I also fairly recently finished Sarah Waters's Affinity--not a new release, but the only one of her novels I hadn't yet read. I'm a huge fan of Fingersmith (my most-recommended novel of the last 5 or 6 years), and I also admired Night Watch. Affinity is good too--but for me, not as compelling a read as Fingersmith, maybe because so much of it turns on spiritualism, which (to a dedicated skeptic such as myself) is intrinsically, well, silly, rather than suspenseful. The purely human ingenuity, deception, and malevolence that drive Fingersmith carry far more conviction.

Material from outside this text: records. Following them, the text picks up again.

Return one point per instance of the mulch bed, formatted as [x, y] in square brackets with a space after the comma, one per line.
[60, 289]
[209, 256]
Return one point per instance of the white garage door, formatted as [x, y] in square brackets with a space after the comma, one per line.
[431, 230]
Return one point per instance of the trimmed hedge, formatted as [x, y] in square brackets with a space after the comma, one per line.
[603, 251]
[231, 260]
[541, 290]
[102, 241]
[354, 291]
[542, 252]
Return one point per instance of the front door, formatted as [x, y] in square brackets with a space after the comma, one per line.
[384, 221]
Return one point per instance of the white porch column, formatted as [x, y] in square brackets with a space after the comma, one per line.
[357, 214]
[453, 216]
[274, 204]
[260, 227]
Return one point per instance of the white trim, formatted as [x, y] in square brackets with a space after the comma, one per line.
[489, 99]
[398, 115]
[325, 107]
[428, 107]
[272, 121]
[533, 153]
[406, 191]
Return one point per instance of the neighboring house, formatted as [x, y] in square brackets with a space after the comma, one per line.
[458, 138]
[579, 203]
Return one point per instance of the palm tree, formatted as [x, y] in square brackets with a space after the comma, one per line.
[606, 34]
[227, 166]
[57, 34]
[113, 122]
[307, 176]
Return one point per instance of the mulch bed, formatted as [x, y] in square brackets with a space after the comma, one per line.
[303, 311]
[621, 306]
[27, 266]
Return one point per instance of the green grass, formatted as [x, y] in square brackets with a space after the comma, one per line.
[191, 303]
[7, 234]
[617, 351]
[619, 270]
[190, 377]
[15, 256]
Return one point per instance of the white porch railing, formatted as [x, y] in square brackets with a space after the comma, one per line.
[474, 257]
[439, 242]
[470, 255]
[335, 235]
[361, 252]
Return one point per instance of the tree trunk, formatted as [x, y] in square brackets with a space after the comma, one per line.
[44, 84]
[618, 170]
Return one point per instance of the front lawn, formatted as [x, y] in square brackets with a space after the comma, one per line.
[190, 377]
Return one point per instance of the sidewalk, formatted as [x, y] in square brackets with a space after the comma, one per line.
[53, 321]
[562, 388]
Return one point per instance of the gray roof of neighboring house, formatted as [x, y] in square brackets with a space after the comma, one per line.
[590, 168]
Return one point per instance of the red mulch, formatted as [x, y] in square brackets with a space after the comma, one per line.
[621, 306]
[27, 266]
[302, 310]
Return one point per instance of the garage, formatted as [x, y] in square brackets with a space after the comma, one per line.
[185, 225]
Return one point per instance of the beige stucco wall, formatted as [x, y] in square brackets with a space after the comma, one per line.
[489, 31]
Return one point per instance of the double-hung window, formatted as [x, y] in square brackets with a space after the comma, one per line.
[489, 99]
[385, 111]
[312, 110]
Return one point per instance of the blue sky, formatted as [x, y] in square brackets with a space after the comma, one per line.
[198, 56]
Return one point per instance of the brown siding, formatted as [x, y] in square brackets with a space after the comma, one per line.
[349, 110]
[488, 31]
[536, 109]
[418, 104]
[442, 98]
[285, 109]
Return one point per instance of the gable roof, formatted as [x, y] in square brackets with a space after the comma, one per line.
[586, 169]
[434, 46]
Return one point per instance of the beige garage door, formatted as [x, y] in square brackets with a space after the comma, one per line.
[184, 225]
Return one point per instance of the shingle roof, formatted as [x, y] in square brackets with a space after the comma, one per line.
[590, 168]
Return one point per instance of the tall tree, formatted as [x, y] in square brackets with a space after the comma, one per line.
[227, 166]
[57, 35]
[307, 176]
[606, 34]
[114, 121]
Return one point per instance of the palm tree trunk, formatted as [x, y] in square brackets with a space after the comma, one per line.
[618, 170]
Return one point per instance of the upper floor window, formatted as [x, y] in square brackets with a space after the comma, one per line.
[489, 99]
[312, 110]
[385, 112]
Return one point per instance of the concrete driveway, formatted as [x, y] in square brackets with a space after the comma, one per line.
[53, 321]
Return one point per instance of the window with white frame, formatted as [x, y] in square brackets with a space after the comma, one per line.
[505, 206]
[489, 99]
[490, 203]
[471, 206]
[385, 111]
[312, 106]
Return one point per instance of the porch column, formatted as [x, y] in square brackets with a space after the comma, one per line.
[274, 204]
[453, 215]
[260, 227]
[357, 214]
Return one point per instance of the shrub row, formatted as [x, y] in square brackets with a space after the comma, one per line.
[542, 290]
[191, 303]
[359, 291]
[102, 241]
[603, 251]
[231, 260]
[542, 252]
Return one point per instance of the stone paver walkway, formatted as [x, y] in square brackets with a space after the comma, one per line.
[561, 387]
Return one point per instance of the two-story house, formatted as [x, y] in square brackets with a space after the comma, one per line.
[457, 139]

I've also been re-reading Ahdaf Soueif's In the Eye of the Sun. Sadly, my conference proposal comparing it to Middlemarch was rejected, and without any further information than that the conference organizers had received a large volume of proposals--there must still be some reason why mine was not among the chosen ones! (Side note: in this case at least, peer review was far less helpful than the input I received when I aired some of my ideas in blog posts!) But there are other venues, and I'm genuinely interested in thinking through the comparison, so as my summer teaching wraps up (terms papers still to come in and be marked, mind you), I'm trying to get back on track.
I've also rented Season 2 of The Wire. This may undermine my reading plans, but I have a cold and the kids are not in school or camps this whole week, so by the end of the day it may be as much as I can do to lounge and stare.